Biocultural Protocols - Community Approaches to Access and Benefit Sharing
Indigenous peoples and local communities are the custodians of their natural resources and have a wealth of traditional knowledge about its management and uses. Yet communities are often marginalised in land use plans and suffer from the misappropriation of their knowledge. Natural Justice has initiated a new way of assisting indigenous and local communities to develop bio-cultural community protocols that help communities assert their rights to manage and use their natural resources. It also helps them regulate access to their traditional knowledge according to their values and customary laws and to protect their resources from unauthorised use. Bio-cultural community protocols help communities to articulate how they promote the conservation and sustainable use of biodiversity; and to set out for other stakeholders (such as researchers and commercial interests) how the law supports their continued management of their natural resources and protects against the misappropriation of their traditional knowledge. The development of bio-cultural community protocols constitutes a process of bio-cultural and legal empowerment within a community and provides space and time for collective thinking about new issues or emerging legal frameworks. The protocol itself puts other stakeholders on notice that the community knows its rights and has already self-determined the future management of its natural resources and traditional knowledge. Furthermore, bio-cultural protocols lead to livelihood improvement by securing communities’ rights to their natural resources and traditional knowledge. This provides them the basis upon which to use their natural resources for their own purposes, engage in bio-trade or enter into benefit-sharing agreements.
- Developing bio-cultural community protocols which constitute a process of bio-cultural and legal empowerment within a community.
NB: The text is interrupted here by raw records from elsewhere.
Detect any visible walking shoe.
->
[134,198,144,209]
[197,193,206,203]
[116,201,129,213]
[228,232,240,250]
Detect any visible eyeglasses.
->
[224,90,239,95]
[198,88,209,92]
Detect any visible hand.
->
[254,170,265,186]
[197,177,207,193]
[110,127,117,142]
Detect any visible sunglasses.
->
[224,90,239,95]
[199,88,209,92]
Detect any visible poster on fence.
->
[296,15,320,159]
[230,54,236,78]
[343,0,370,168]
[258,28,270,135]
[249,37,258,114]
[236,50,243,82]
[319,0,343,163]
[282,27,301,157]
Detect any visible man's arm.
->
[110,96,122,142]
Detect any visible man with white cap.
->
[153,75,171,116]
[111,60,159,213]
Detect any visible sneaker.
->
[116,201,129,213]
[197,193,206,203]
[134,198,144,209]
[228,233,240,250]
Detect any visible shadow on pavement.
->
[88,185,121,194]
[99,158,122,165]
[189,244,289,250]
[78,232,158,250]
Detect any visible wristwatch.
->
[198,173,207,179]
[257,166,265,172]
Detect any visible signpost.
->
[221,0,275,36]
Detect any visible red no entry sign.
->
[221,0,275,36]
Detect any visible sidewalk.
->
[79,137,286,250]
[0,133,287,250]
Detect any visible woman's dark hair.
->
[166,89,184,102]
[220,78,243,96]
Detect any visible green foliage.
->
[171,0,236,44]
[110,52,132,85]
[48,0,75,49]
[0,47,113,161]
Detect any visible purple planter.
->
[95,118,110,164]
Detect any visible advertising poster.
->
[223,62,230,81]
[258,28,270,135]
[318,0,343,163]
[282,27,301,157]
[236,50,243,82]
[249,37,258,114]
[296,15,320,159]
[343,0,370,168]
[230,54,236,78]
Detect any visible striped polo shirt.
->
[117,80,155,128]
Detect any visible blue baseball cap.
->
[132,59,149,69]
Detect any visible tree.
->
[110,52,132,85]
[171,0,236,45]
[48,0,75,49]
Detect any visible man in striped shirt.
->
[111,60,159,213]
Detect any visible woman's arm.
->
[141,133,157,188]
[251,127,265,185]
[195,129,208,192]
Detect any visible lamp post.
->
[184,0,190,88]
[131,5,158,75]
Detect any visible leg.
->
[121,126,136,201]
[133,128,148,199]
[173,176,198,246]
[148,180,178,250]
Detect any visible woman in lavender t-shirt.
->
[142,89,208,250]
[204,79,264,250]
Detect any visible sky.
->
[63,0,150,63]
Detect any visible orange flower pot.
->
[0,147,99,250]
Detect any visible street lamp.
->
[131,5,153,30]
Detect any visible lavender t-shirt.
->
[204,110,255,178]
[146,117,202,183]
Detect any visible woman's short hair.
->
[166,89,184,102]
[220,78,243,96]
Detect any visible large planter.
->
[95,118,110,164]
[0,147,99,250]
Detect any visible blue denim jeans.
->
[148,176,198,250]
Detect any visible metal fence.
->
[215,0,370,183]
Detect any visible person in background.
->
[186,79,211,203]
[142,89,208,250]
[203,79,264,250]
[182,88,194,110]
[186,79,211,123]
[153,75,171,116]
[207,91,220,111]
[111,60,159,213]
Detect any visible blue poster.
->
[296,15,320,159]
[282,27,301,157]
- Helping communities to assert their rights to contribute to biodiversity conservation by their customary use and protection of natural resources.
- Improving livelihood by securing community rights to their natural resources and traditional knowledge.
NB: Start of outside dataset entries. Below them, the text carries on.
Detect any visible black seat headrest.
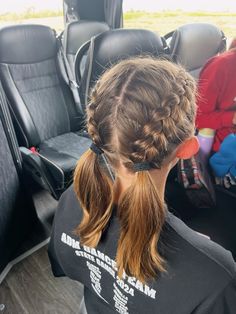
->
[0,25,57,64]
[75,29,165,105]
[63,20,110,55]
[170,23,226,71]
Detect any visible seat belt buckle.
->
[30,146,38,155]
[69,80,79,88]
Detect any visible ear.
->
[176,136,200,159]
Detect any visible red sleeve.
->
[196,57,234,130]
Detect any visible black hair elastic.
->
[90,143,103,155]
[133,161,153,172]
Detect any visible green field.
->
[0,9,236,38]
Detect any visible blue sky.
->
[0,0,236,14]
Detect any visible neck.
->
[114,162,171,203]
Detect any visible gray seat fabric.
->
[0,25,90,196]
[79,298,88,314]
[63,20,110,77]
[0,83,38,274]
[170,23,226,79]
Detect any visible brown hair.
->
[74,57,196,281]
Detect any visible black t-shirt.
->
[49,186,236,314]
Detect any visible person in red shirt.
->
[196,48,236,152]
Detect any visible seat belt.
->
[57,35,84,115]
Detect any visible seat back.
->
[63,20,110,77]
[0,25,78,147]
[0,83,37,283]
[165,23,226,79]
[75,29,165,106]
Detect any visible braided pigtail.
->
[116,171,166,282]
[74,90,113,247]
[74,149,113,247]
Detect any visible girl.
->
[49,58,236,314]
- Empowering the community to use their natural resources, engage in bio-trade or enter into benefit-sharing agreements.
Partners
The ABS Capacity Development Initiative for Africa supports Natural Justice with African-based projects and facilitates the involvement in regional initiatives.
UNESCO is encouraging the bio-cultural approach in its biosphere reserves in Africa and Asia.
UNEP is supporting work in Asia and has provided funding for a book on bio-cultural community protocols, released at the 8th meeting of the Convention on Biological Diversity’s Working Groupon Access and Benefit Sharing.